UBS Loses $7.5-Million Team in D.C. Suburb, Veteran Woman Advisor in New Jersey
Brokers have made significant changes as they cope with the coronavirus pandemic’s work-from-home strictures, but those forging ahead with moves to other firms continue to leverage long holiday weekends to facilitate their transitions.
In suburban Washington, DC, Wells hired David Ciccone, Thomas Harsanyi, Robert G. Taylor and David N. Litman, senior vice presidents at UBS who a source said were producing $7.5 million on about $976 million of client assets. Daniel M. Allen, a fifth advisor who is a UBS vice president, remains at the firm where he was servicing clients with about $65 million of the team’s book, another source said.
The wirehouse veterans, who joined with a senior strategy associate and several client service associates, could not be reached for comment on their decisions to leave UBS after a decade at the firm.
Wells Fargo Advisors has been offering premium signing packages to experienced advisors in an effort to fill desks that have emptied in the wake of the fake-account scandals that have plagued its parent bank company for more than three years.
Ciccone’s peripatetic wirehouse career included almost seven years with Salomon Smith Barney starting in 1993, and five each with Morgan Stanley and Merrill. He, Harsanyi and Taylor all joined Merrill in May 2005 and hopped to UBS in Vienna, Va. in April 2010. They were producing about $2.1 million at the time they left Merrill, according to news reports when they joined UBS.
Harsanyi also worked at Smith Barney and Morgan Stanley at the start of his career, which began in 1997, according to his BrokerCheck history. Taylor—who first registered as a rep in 1985 with First American National Securities—did a three-year stint with Morgan Stanley Dean Witter before his Merrill sojourn.

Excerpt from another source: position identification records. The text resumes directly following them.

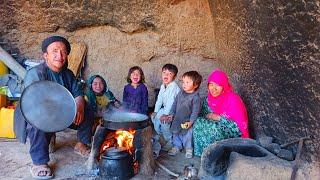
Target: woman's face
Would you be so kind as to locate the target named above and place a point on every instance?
(97, 85)
(214, 89)
(135, 77)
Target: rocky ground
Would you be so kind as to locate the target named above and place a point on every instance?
(15, 160)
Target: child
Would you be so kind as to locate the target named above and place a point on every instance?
(184, 112)
(168, 91)
(135, 93)
(99, 97)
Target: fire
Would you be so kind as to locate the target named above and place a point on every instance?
(125, 139)
(120, 138)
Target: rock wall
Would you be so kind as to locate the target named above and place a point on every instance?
(274, 47)
(269, 48)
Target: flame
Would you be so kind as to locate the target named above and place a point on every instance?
(125, 139)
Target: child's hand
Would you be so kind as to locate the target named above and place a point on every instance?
(213, 116)
(153, 114)
(117, 104)
(165, 119)
(186, 125)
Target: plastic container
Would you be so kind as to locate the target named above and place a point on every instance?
(3, 69)
(6, 123)
(3, 100)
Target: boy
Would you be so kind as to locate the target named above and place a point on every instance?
(168, 91)
(184, 112)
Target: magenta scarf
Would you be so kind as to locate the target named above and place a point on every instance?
(228, 103)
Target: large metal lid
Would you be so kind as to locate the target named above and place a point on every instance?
(48, 106)
(115, 120)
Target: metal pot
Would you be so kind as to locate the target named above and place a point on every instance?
(115, 120)
(116, 163)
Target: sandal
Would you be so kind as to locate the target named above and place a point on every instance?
(82, 149)
(41, 172)
(189, 153)
(174, 151)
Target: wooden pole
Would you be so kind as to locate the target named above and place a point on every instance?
(12, 64)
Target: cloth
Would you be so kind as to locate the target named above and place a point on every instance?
(181, 141)
(207, 131)
(136, 99)
(39, 143)
(186, 107)
(228, 103)
(52, 39)
(91, 97)
(102, 104)
(38, 73)
(163, 106)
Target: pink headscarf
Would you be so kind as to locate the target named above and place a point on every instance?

Litman worked for the first nine years of his career at Smith Barney and shifted to UBS in 2007, according to his BrokerCheck history.
UBS on Friday also bid farewell to Kathleen Entwistle, a 13-year veteran in Paramus, N.J., who joined Morgan Stanley along with her son Kevin Entwistle.
Ranked as #26 in Forbes’ Best-in-New Jersey 2020 list of top advisors, Entwistle managed over $400 million of client assets at UBS (where she also had a New York City desk). She had begun her wirehouse career in May 2001 at Morgan Stanley and left in June 2007 for UBS, according to her BrokerCheck history. Her son has been a registered rep since 2015, working at Putnam and Merrill before joining his mother at UBS in 2018.
“I decided to join Morgan Stanley because they are positioned to offer sophisticated solutions to best serve our clients’ complex financial needs,” she said in a prepared statement about her Memorial Day weekend move.
Both UBS and Morgan Stanley have reactivated their recruiting engines in recent months after years of retreat. UBS two weeks ago landed a $13 million, three-broker team in Dallas from Sanford C. Bernstein, and hired a $1.4-million solo practitioner from Morgan Stanley in April in Phoenix, a producing branch manager from Morgan Stanley in California in March and a $16.7 million-team in North Carolina from Merrill Lynch in January.
Its U.S. broker account has fallen to just below 6,000 from about 8,700 a decade ago, said UBS insiders. Morgan Stanley, which almost doubled its retail brokerage force a decade ago when it began absorbing Smith Barney, has about 15,000 advisors while Wells has more than 14,000 across its private client branch, independent broker and bank-branch-based brokers.
A UBS spokeswoman declined to comment on the Friday departures.
Wells Fargo, for its part, last Monday hired Arturo Montemayor Gruszca, a J.P. Morgan private banker in Miami who was managing over $160 million in client assets, according to a person familiar with his practice.
Prior to joining J.P. Morgan, Gruszca had a brief stint at Morgan Stanley following almost nine years with Deutsche Bank Securities. He began his brokerage career with Citicorp Investment Services in 2001, according to BrokerCheck.